Excessive memory usage when using dask dataframe created from parquet file - parquet

I have parquet file that is 800K rows x 8.7K columns. I loaded it into a dask dataframe:
import dask.dataframe as dd
dask_train_df = dd.read_parquet('train.parquet')
dask_train_df.info()
This yields:
<class 'dask.dataframe.core.DataFrame'>
Columns: 8712 entries, 0 to 8711
dtypes: int8(8712)
When I try to do simple operations like dask_train_df.head() or dask_train_df.loc[2:4].compute(), I get memory errors, even with 17+ GB of RAM.
However, if I do:
import pandas as pd
train = pd.read_parquet('../input/train.parquet')
train.info()
yields:
<class 'pandas.core.frame.DataFrame'>
RangeIndex: 800000 entries, 0 to 799999
Columns: 8712 entries, 0 to 8711
dtypes: int8(8712)
memory usage: 6.5 GB
and I can run train.head() and train.loc[2:4]

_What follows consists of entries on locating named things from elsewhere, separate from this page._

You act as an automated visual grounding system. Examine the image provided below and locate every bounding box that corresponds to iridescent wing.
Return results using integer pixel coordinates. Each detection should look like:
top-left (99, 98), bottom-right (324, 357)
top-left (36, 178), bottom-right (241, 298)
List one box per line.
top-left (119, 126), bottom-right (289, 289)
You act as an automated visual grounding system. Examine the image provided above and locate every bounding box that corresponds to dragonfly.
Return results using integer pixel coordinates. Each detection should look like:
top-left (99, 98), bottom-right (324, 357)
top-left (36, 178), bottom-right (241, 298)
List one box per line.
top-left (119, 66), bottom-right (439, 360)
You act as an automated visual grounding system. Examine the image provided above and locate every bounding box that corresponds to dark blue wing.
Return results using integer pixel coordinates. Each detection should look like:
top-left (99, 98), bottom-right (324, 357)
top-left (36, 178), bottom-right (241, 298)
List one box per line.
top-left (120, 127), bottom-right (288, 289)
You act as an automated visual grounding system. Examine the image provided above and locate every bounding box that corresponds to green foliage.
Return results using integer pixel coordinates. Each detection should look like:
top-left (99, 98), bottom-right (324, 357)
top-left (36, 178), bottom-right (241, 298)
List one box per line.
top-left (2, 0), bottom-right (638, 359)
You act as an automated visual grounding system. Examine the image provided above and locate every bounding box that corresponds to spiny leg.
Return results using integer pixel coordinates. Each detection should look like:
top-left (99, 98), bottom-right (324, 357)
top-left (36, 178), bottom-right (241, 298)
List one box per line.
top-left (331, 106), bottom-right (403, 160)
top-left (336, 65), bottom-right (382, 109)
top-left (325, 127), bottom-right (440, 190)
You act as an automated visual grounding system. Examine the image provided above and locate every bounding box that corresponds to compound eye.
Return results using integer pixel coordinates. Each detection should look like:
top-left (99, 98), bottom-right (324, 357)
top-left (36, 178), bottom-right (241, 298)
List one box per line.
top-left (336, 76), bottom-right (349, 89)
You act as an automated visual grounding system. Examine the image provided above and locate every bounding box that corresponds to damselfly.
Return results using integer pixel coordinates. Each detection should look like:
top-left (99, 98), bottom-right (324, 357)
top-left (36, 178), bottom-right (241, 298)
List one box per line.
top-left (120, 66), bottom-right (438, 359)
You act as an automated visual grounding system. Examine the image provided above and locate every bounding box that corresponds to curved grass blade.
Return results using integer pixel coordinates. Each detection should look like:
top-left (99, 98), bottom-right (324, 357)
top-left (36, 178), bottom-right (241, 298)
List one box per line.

with no problems since everything is in memory already.
1) So my question is why do these simple operations blow up the memory usage using a Dask Dataframe, but works fine with when I load everything into memory using a Pandas Dataframe?
I notice that npartitions=1, and I see that in the documentation that read_parquet "reads a directory of Parquet data into a Dask.dataframe, one file per partition". In my case, it sounds like I'm losing out on all of the parallelization power of having multiple partitions, but then shouldn't the Dask Dataframe memory usage be capped by the amount of memory of the single Pandas Dataframe?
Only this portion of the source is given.